The parade will feature 85 entries from local schools, businesses, nonprofit organizations and special interest groups. One of those will be the GARBage Family Show – where kids recycle using drivable toy garbage and recycle trucks.

Also participating in the parade are Miss Rodeo Arizona 2022 and Miss Teen Rodeo Arizona 2021/2022 while Watson Flower Shops will return with its crowd-pleasing float made entirely of flowers.

Cowgirls Historical Foundation and the Gilbert Days Rodeo Court will also participate. This year’s court comprises Queen Jessica Wolfe, Teen Queen Amber Michne and Princess Mckenzie Craven.

The Rodeo Court was extended from last year because the young women couldn’t fulfil their roles as rodeo ambassadors for Arizona and beyond due to the pandemic’s restrictions. 

Usually, for many months earlier, members connect with young people to talk about Gilbert and its farming traditions, the history of rodeo and the values of cowboys and cowgirls – such as respect and being kind to each other. 

“We stayed as involved in the community as we could while practicing social distancing. It has been thrilling to watch rodeo return,” Wolfe said.

Wolfe, a medical scribe in Mesa – who is studying for a master’s degree following the attainment of four college degrees – has ridden horses and attended rodeos from a young age. 

 “I can remember being mesmerized by the rodeo queens at those events, and know I have the privilege to be one,” she said. “My favorite aspects of this role include meeting the fans, making the kids smile, and participating in the grand entries filled with overwhelming patriotism.”

She contends that this will be her last rodeo queen title.

“I will forever be grateful for the opportunities, friendships, and memories it has provided to me,” she said.

During the rodeo, the community is also honoring Mesa horsewoman Julee Brady, who groomed many past members of the rodeo court, including her daughters Shanda, Marjon, Kelsee, Kellan and Taryn. 

Brady passed away last year, and Cowgirls Historical Foundation, which she founded, is leading a tribute to her during Friday evening’s performance. 

“Julee was truly a light unto others in all arenas of her life,” said Kiva James Lindaman, the current foundation president. “Our tribute drill is in memory of her legacy of kindness and encourages everyone to be a light in the world.”

Daughter Marjon Brown said her late mother “was constantly teaching us life lessons in the most wonderful and uplifting of ways.
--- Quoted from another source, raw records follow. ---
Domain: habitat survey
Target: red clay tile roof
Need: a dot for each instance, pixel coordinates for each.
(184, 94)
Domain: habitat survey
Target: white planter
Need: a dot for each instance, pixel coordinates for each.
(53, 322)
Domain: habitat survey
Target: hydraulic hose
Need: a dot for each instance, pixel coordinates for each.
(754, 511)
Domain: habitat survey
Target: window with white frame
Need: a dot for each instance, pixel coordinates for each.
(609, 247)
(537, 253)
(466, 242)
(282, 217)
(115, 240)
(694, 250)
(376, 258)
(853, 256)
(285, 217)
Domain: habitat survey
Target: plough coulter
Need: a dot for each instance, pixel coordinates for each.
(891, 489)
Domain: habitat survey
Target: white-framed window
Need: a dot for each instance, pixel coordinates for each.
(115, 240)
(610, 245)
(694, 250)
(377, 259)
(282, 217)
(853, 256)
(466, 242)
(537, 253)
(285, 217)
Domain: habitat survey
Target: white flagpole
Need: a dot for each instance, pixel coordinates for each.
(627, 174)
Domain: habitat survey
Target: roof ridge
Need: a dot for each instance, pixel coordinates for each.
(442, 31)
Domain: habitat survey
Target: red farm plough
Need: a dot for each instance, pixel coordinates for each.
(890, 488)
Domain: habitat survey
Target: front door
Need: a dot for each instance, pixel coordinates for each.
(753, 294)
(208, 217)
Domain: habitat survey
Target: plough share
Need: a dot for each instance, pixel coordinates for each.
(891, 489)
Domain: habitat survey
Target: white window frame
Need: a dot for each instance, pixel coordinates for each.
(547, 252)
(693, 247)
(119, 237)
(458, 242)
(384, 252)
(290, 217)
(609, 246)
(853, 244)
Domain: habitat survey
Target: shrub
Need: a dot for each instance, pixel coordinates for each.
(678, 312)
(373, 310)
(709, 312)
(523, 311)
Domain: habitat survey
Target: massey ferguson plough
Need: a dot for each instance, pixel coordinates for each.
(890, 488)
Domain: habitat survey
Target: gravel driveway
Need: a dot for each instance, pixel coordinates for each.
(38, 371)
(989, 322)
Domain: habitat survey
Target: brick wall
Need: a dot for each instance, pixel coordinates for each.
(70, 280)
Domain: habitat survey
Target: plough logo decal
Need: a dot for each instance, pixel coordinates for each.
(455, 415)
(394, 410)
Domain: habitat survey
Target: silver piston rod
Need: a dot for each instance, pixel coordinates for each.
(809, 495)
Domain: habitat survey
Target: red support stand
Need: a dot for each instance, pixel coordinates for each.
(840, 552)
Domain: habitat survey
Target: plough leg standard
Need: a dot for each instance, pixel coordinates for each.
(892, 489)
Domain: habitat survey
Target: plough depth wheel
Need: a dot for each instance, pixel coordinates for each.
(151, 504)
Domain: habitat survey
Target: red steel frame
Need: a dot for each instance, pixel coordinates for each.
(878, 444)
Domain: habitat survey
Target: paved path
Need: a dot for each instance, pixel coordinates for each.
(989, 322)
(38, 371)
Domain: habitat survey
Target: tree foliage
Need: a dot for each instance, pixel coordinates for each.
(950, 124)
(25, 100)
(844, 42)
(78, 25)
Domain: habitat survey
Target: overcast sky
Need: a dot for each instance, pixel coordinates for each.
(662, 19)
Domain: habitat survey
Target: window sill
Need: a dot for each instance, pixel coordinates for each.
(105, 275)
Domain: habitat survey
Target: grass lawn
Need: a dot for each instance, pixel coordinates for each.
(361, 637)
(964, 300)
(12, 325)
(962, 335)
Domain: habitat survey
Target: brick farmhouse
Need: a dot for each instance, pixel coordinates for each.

One of her recurring messages was to spread kindness to those in our sphere of influence. She consistently strived to do that.”

Brown, who is married and has children of her own, said Brady was “remarkable and such a pillar of strength” in her life. “The best way I can pay tribute to her is to teach my children the values she emulated. And to do it cheerfully and with a heart full of faith,” she added. 

Julee Brady loved horses, rodeo and the unique opportunities and friendships the lifestyle provided. Preserving the nation’s rich western heritage was important to her as well.

“I will always envision her quietly working behind the scenes making rodeos happen so future generations can enjoy them,” Brown said. “She would say that the past is a present for the future. Indeed, it is. She was living proof of that.”

The Brady daughters won’t reveal the details of the tribute in advance. It will incorporate Brady’s husband, Pat.

“It’s really touching,” Nelson said.